With the weather calling for highs in the mid-70s in West Virginia in mid-November, I knew I had to take one last ride up into the mountains before winter weather finally hit.
About 10 miles west of Winchester, Virginia, I turned left off U.S. Route 50 onto Back Mountain Road. As the name of the road suggests, it follows the back of the mountain.
For the next 20 minutes I was treated to smooth pavement, sweeping corners and no traffic. The road eventually leads to U.S. Route 48, a.k.a. Corridor H, which takes you over the mountain before dropping into the small town of Wardensville, West Virginia.
Just a few miles from the Virginia state line, Wardensville is where Corridor H ends, or in my case on this day, begins.
Corridor H has been under construction since the early 1970s, but I had heard earlier in the week that the stretch from Wardensville to Davis, West Virginia, is now complete, which was perfect since I was planning to ride through Davis.

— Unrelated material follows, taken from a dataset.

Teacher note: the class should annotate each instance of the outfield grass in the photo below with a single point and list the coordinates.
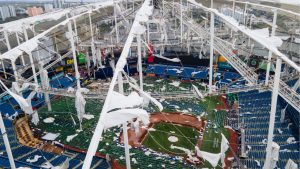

While four-lane highways typically aren’t much fun to ride, Corridor H is one of the exceptions to the rule. During the next 66 miles I saw some of the prettiest sights West Virginia has to offer—mountains, valleys, rivers, forests and open fields.
I even decided to stop at two scenic overlooks just to soak up a bit more scenery before Corridor H eventually ended at State Route 32 in Davis.
From the Route 32 intersection it’s less than two miles to the entrance of Blackwater Falls State Park. When I pulled into the main parking lot there was only a handful of cars.
The temperature had warmed up quite a bit so I peeled off my riding jacket, grabbed my camera and started my walk down to the falls. The first part of the trail is handicap accessible and provides a nice view of the falls. However, if you want to get really close you’ve got to walk down (and then eventually back up) 214 steps.
Once at the bottom of the stairs you’ll get an up-close view of the nearly 60-foot waterfall. Made of very dark Connoquenessing sandstone, the main ledge of the falls combined with the amber-colored waters make Blackwater Falls unique and unmistakable.
After topping off my fuel tank, I was met by a few fun curves after departing Davis before riding a long, straight stretch of road as I passed through Canaan Valley. With no snow yet on them, I took a moment to admire the ski slopes on the mountainsides.
Once outside of Canaan Valley, Route 32 zigzags down to Harman, West Virginia, following every bend of the Cheat River along the way. Although there are some pretty views along the route, I was having too much fun riding to notice. Backing off the throttle just long enough to obey a slower speed limit coming into Harman, I then merged onto U.S. Route 33.
U.S. 33 comprises some of the best motorcycling riding in the country, but it’s also dangerous due to the large number of long-distance truckers who also use the route. With grades as steep as 10 percent, it’s not uncommon for truckers or other vehicles to wear out their brakes and run wide into the oncoming lane, so be careful.
The final 12 miles to Seneca Rocks are filled with exhilarating twists and turns as you cross the Eastern Continental Divide, working your way up to 3,240 feet in elevation and then plunging down the other side. After a short 3.6-mile climb I started the steep descent back down the mountain.
A couple of long straightaways will dupe first-time riders into thinking they’ve reached the bottom of the mountain but don’t be fooled. Misjudging Dead Woman’s Curve will take you over a several-hundred foot drop off the side of the mountain.
After the next straightway there’s Horseshoe Curve, another gnarly switchback you don’t want to take too hot. A handful of twisties later the road begins to straighten and flatten and you get your first glimpse of Seneca Rocks.
I pulled into the parking lot shared by Yokum’s Store & Motel and Harper’s Old Country Store & Front Porch Restaurant. Disappointed to learn the Front Porch Restaurant was closed for the season, I had lunch at Yokum’s deli instead.
Before I could get in the building, some fellow riders asked me about my KTM 1290 Super Adventure. I spent the next five minutes trading riding stories with three really nice guys who were on their way back to Pennsylvania.
I enjoyed my hamburger and fries (which was less than $6.50) on the deck of Yokum’s, which offers a spectacular view of the 900-foot tall Seneca Rocks. As I finished up a couple more riders pulled into parking lot. We had a quick chat and then I took State Route 28 north, which snakes alongside the North Fork South Branch Potomac River all the way back to Petersburg, West Virginia.
From Petersburg it was a quick ride up U.S. Route 220 to Moorefield before getting back on Corridor H and backtracking the rest of the way to Winchester. It was a little after 4:00 pm when I turned into my driveway. The sun had already begun to set, not just on my day but also on my mountain riding for the season.